We come into this world pure. Complete. (Well, except for the epigenetic scarring of ancestral trauma. But that’s for another time.)
Over the years, we acquire the imprints of our conditioning, internalizing the external expectations imposed on us.
Ways we need to be, to act, to respond. How we should look, what we should wear, what we should say, or not say.
You should say this. You should do that. You should get a real job. You should get married. Have kids. You should tell your kids to do these things. You should call this person. You should be more like him; less like her. This is the list of acceptable careers/schools/opinions/behaviors.
It’s said that 90% of our experience is driven by our subconscious, and that until the age of 7 our brains are in a hypnagogic state, accepting these mental imprints without any resistance.

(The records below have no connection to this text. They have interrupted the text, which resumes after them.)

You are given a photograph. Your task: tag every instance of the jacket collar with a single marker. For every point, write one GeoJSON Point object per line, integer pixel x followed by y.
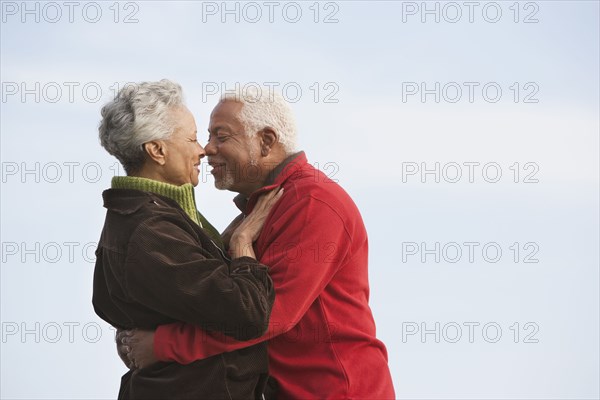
{"type": "Point", "coordinates": [277, 177]}
{"type": "Point", "coordinates": [125, 201]}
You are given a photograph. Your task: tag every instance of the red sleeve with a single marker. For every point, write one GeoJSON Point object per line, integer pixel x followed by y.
{"type": "Point", "coordinates": [304, 246]}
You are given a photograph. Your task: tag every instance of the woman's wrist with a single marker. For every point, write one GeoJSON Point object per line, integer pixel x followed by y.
{"type": "Point", "coordinates": [241, 246]}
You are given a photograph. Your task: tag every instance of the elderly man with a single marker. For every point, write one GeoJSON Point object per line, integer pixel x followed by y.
{"type": "Point", "coordinates": [321, 337]}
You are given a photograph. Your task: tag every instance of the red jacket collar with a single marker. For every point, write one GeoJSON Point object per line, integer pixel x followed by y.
{"type": "Point", "coordinates": [277, 177]}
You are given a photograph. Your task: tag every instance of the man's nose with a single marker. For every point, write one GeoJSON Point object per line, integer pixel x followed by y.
{"type": "Point", "coordinates": [210, 149]}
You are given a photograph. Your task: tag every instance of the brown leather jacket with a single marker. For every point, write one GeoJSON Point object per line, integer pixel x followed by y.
{"type": "Point", "coordinates": [154, 266]}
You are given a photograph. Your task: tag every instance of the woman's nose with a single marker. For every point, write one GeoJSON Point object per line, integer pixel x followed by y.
{"type": "Point", "coordinates": [210, 149]}
{"type": "Point", "coordinates": [202, 152]}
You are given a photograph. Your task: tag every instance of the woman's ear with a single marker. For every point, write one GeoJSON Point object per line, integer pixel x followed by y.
{"type": "Point", "coordinates": [156, 151]}
{"type": "Point", "coordinates": [268, 139]}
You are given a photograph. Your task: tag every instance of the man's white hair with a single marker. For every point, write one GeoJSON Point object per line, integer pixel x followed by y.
{"type": "Point", "coordinates": [139, 113]}
{"type": "Point", "coordinates": [262, 108]}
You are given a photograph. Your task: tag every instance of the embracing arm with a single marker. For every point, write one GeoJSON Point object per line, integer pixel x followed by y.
{"type": "Point", "coordinates": [307, 244]}
{"type": "Point", "coordinates": [168, 272]}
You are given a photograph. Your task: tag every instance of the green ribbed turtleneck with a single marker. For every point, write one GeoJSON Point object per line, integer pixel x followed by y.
{"type": "Point", "coordinates": [183, 195]}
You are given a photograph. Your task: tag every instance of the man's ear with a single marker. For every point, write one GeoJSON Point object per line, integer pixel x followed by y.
{"type": "Point", "coordinates": [156, 151]}
{"type": "Point", "coordinates": [268, 140]}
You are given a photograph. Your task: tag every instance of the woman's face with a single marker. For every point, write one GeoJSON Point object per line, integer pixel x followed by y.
{"type": "Point", "coordinates": [182, 150]}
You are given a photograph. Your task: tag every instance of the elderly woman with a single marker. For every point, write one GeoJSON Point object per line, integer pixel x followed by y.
{"type": "Point", "coordinates": [160, 261]}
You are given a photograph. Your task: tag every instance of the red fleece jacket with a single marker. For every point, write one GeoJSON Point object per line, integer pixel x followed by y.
{"type": "Point", "coordinates": [321, 334]}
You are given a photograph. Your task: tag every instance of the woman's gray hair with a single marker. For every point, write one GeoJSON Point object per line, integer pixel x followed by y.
{"type": "Point", "coordinates": [139, 113]}
{"type": "Point", "coordinates": [263, 107]}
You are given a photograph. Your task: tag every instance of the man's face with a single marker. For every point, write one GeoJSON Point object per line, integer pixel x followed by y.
{"type": "Point", "coordinates": [233, 155]}
{"type": "Point", "coordinates": [183, 150]}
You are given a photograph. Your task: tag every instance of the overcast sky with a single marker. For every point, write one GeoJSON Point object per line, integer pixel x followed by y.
{"type": "Point", "coordinates": [466, 132]}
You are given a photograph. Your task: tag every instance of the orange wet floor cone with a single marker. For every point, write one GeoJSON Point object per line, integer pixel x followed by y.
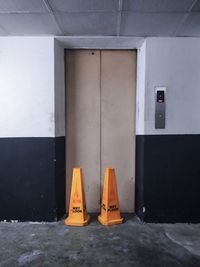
{"type": "Point", "coordinates": [110, 213]}
{"type": "Point", "coordinates": [77, 209]}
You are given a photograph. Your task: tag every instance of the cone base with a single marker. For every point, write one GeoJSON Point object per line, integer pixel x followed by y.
{"type": "Point", "coordinates": [70, 222]}
{"type": "Point", "coordinates": [110, 222]}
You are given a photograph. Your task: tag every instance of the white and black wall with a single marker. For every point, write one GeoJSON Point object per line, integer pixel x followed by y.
{"type": "Point", "coordinates": [32, 127]}
{"type": "Point", "coordinates": [32, 179]}
{"type": "Point", "coordinates": [168, 169]}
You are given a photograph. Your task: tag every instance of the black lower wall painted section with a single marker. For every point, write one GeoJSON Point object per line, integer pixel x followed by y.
{"type": "Point", "coordinates": [32, 173]}
{"type": "Point", "coordinates": [168, 178]}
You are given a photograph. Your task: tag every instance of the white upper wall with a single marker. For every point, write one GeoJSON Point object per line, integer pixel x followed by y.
{"type": "Point", "coordinates": [59, 88]}
{"type": "Point", "coordinates": [27, 87]}
{"type": "Point", "coordinates": [32, 102]}
{"type": "Point", "coordinates": [174, 63]}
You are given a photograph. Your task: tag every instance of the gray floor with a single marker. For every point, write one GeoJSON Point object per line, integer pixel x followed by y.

These imprints become embedded in our subconscious.
The Sanskrit word samskara refers to our habits. The word literally means grooves. The neural pathways of our subconscious are grooved.
This is why habits are so formidable and so hard to break.
We often don’t realize how we have internalized the expectations and conditioning.
Trying to find a new path can be like trying to drive on a narrow dirt road that has deeply embedded tire tracks. No matter how hard you try to keep the car out of the tracks, that car keeps gravitating back to them. the road isn’t wide enough for much variance and as you get close to the tracks they pull you back in.
Some people live their whole life trying to meet these expectations of their conditioning, never realizing that there were other options. Or they get pulled into the old patterns so many times that they believe the tracks in the road are the only path, that it’s futile to try to change.
Underneath all of those sanskaras is you. The you who existed before the grooves. Whole and compete.
Somewhere along the way I realized that the most important learning we can do as adults is unlearning the conditioning of our childhood.
The path is not a doing path. It’s an undoing.
The process of becoming is really about unbecoming.
The word personality comes from the word persona, the Latin word for masks.
As we strip away the layers of masks we wear, we come closer to the truth of who we are.
This is the process of returning home to yourself.